Technocrate kimbanguiste originaire du Kongo-Central
Seulement, Judith Suminwa Tuluka, 1ère ministre-cheffe du gouvernement dans un régime politique semi-présidentiel n’est ni Thatcher, ni Merkel, ni Ghandi. Et, elle le sait sans doute mieux que quiconque.
Cette femme kimbanguiste, originaire de la province du Kongo-Central, et technocrate formée dans les meilleures universités en Belgique semble avoir été choisie dans un but assez précis : mettre en œuvre la politique de réduction de la fracture sociale rd congolaise, qui apparaît comme une préoccupation majeure du socio-démocrate Félix Tshisekedi. Il est ainsi rappelé à cet égard que jusqu’à son élévation à la tête du gouvernement, Mme Suminwa était chargée de la mise en œuvre du désormais bien connu PDL-145T, le programme de développement à la base des 145 territoires que compte la RDC. Manifestement, Félix Tshisekedi entend mettre un accent particulier sur ce gigantesque projet d’essaimage d’infrastructures basiques dans l’arrière-pays, oublié depuis les années des indépendances. Sa nomination apparaît à cet égard comme la reconnaissance de ses «compétences exceptionnelles et l’expérience significative prouvées dans ses missions de planification du développement socio-économique du pays. Son leadership avéré dans la conduite du Programme de développement local des 145 territoires (PDL145) a permis d’en faire une initiative clé pour la réduction des inégalités au sein de notre Nation», indique à ce sujet un communiqué de presse du ministère de la Communication du 1er avril 2024.
Programme présidentiel
Pour le reste, la nouvelle cheffe du gouvernement mettra en exécution la politique arrêtée de commun accord avec le président de la République dans la suite logique de son premier quinquennat à la tête du pays. Judith Suminwa l’a laissé entendre lundi dernier au cours de sa toute première déclaration publique après sa nomination. «Je sais que la tâche est grande, les défis sont immenses, mais ensemble avec le chef de l’État, avec l’appui de notre gouvernement, de toutes les institutions ainsi que l’appui de la population congolaise, on y arrivera», avait-elle soutenu. Sans pour autant se dérober face à l’agression et aux souffrances imposées à ses compatriotes de l’Est du territoire nationale. «Mes pensées vont à l’Est et dans tous les coins du pays qui, aujourd’hui, sont confrontés à des conflits face à des ennemis qui sont parfois cachés, qui ne se révèlent pas mais que l’on trouvera, qu’on va pourchasser d’une manière ou d’une autre. Je pense à toute cette population, je suis de tout cœur avec elle», a encore déclaré la première ministre.

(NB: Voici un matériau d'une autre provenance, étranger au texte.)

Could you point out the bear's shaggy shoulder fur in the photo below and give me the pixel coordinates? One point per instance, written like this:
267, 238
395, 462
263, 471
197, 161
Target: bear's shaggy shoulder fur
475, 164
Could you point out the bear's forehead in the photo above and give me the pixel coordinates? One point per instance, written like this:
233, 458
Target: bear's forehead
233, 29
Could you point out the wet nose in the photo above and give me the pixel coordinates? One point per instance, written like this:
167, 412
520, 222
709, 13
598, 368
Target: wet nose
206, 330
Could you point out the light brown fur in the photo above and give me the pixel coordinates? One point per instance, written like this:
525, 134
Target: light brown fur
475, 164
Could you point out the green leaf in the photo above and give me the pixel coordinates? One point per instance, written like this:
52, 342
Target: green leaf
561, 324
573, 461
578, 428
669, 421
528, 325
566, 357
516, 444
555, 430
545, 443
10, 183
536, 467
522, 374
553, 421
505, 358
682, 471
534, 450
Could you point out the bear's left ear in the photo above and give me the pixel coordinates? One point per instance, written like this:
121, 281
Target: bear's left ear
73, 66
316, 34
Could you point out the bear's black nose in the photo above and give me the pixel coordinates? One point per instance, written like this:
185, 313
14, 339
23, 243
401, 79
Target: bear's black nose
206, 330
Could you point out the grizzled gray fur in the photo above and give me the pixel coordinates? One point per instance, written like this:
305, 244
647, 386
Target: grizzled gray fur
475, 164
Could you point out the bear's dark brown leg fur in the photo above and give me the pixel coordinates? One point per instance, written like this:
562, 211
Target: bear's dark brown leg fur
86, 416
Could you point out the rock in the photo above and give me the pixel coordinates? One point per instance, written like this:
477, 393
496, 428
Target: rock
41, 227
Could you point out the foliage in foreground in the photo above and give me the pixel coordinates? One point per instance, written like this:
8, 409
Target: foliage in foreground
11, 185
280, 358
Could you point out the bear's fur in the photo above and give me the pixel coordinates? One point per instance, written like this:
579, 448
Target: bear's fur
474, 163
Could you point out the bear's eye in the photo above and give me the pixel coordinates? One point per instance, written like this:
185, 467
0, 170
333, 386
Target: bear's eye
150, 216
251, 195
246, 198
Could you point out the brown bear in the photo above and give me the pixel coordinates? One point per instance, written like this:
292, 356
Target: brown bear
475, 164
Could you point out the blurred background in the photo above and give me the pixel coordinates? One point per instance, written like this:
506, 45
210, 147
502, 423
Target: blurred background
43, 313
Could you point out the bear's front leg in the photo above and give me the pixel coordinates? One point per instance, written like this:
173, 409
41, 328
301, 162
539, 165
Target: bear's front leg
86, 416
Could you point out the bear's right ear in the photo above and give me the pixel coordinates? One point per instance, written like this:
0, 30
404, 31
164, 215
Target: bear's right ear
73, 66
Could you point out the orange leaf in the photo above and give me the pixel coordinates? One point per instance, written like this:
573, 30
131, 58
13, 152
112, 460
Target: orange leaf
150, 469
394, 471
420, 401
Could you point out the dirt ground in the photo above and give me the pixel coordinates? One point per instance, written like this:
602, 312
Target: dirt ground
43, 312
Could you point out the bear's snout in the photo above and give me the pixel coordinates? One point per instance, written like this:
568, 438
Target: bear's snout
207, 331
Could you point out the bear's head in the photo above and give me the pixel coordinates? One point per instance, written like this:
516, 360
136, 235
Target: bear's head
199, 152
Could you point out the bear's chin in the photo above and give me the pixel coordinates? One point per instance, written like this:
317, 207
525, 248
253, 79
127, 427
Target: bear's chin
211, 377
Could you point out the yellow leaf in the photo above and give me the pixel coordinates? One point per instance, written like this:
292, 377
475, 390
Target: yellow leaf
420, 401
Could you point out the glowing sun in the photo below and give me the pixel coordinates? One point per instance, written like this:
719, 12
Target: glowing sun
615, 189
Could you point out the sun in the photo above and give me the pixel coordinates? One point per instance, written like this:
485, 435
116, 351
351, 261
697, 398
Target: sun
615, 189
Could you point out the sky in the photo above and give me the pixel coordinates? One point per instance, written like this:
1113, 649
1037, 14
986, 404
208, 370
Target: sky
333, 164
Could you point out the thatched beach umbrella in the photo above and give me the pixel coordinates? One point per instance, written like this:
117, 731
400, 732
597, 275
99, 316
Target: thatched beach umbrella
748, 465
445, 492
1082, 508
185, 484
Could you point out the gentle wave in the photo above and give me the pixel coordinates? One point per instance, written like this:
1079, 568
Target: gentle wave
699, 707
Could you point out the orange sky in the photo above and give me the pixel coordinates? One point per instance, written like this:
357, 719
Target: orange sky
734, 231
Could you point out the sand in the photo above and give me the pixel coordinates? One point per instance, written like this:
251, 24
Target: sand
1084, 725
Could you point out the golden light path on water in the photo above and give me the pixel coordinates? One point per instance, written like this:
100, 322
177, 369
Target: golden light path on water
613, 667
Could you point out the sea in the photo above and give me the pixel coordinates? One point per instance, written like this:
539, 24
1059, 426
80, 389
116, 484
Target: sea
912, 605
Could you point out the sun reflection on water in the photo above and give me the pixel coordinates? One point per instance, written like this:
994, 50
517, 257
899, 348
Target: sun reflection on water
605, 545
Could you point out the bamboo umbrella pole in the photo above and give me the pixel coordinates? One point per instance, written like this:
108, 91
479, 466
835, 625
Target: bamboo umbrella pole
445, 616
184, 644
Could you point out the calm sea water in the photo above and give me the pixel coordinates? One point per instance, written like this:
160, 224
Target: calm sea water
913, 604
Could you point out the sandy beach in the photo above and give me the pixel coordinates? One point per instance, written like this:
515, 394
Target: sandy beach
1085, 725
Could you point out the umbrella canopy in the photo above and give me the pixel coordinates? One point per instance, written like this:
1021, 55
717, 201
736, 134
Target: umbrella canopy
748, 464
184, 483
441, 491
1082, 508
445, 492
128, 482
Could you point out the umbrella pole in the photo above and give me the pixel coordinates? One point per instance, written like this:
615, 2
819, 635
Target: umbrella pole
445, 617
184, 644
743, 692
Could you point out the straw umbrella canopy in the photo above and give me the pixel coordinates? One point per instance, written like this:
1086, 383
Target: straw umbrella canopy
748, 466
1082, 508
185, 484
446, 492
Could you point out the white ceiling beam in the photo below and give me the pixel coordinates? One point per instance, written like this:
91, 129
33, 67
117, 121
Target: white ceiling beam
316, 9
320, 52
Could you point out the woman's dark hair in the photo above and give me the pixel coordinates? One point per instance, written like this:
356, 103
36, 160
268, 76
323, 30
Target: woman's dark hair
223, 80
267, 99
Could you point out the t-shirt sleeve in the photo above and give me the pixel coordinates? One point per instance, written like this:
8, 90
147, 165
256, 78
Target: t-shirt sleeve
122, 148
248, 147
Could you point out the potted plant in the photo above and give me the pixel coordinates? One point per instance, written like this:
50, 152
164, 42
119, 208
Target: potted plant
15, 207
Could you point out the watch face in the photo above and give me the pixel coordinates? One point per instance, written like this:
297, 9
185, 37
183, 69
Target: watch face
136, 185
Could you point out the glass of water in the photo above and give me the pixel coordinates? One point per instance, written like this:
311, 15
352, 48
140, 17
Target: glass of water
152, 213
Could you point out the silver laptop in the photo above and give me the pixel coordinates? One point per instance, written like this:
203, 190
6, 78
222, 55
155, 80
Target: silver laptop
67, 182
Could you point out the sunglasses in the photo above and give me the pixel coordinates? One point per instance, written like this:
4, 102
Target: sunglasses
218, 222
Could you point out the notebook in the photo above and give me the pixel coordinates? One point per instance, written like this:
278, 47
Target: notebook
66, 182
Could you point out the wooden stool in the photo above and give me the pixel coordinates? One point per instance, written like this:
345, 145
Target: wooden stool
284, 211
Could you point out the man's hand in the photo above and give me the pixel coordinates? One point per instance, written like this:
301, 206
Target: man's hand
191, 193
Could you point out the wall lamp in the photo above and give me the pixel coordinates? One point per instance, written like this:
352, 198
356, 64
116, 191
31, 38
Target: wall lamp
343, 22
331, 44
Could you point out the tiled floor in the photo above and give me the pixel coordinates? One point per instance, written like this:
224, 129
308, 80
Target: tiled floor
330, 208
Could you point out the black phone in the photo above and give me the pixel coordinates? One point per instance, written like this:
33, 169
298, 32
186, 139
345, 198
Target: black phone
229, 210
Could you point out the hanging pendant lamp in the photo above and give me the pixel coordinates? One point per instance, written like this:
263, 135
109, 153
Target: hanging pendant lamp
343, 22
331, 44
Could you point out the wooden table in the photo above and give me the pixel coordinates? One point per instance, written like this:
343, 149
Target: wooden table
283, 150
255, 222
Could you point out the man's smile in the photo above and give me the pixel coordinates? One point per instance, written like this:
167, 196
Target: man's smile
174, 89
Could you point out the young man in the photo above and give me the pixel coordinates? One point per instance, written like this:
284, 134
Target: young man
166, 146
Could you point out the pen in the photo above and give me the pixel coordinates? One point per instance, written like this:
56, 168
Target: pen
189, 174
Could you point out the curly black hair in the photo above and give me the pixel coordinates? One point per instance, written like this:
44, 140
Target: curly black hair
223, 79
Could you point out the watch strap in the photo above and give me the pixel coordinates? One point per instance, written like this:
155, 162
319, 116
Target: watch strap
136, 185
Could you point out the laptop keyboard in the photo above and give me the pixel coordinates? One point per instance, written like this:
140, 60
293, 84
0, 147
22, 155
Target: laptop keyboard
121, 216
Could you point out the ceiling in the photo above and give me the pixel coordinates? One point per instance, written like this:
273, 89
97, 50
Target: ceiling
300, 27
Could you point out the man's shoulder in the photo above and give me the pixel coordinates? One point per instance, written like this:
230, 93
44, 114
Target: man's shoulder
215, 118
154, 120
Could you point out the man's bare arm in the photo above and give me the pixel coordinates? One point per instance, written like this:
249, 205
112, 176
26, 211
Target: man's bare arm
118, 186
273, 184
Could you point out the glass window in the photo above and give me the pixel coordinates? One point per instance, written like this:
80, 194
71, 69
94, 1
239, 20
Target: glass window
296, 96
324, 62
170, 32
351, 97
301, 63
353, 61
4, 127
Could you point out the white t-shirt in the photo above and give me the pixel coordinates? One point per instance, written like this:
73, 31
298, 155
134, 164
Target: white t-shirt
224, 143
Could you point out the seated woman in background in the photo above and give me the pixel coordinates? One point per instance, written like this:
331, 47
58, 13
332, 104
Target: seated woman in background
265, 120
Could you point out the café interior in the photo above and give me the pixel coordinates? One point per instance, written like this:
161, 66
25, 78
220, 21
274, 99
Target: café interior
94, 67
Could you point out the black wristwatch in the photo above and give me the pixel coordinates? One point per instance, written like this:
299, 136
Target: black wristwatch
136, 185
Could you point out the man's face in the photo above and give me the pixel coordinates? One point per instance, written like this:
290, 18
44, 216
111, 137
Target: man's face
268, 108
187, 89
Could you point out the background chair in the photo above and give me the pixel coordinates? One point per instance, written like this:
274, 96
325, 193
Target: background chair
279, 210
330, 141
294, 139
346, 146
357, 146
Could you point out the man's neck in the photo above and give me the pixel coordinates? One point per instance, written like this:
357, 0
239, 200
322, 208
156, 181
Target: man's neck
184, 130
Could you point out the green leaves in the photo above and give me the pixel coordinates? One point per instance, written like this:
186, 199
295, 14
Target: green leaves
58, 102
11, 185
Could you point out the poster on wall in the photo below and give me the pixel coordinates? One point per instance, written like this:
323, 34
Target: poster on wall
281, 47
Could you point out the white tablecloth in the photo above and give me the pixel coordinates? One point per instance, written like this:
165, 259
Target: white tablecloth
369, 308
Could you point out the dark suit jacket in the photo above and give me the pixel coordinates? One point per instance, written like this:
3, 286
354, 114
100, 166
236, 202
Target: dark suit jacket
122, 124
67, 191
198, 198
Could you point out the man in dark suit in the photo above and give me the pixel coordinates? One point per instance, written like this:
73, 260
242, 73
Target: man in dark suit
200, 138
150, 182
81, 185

Dans l’immédiat, conformément aux lois qui régissent la vie politique en RDC, Judith Suminwa doit pourvoir à la formation de son gouvernement, en tenant scrupuleusement compte de la représentativité nationale (art. 90 de la constitution); définir, en concertation avec le président de la République, la politique de la Nation pour les 5 années à venir et en assumer la responsabilité devant la représentation nationale (art. 91 de la constitution); Défendre le programme ainsi défini à l’Assemblée nationale aux fins d’en obtenir l’investiture.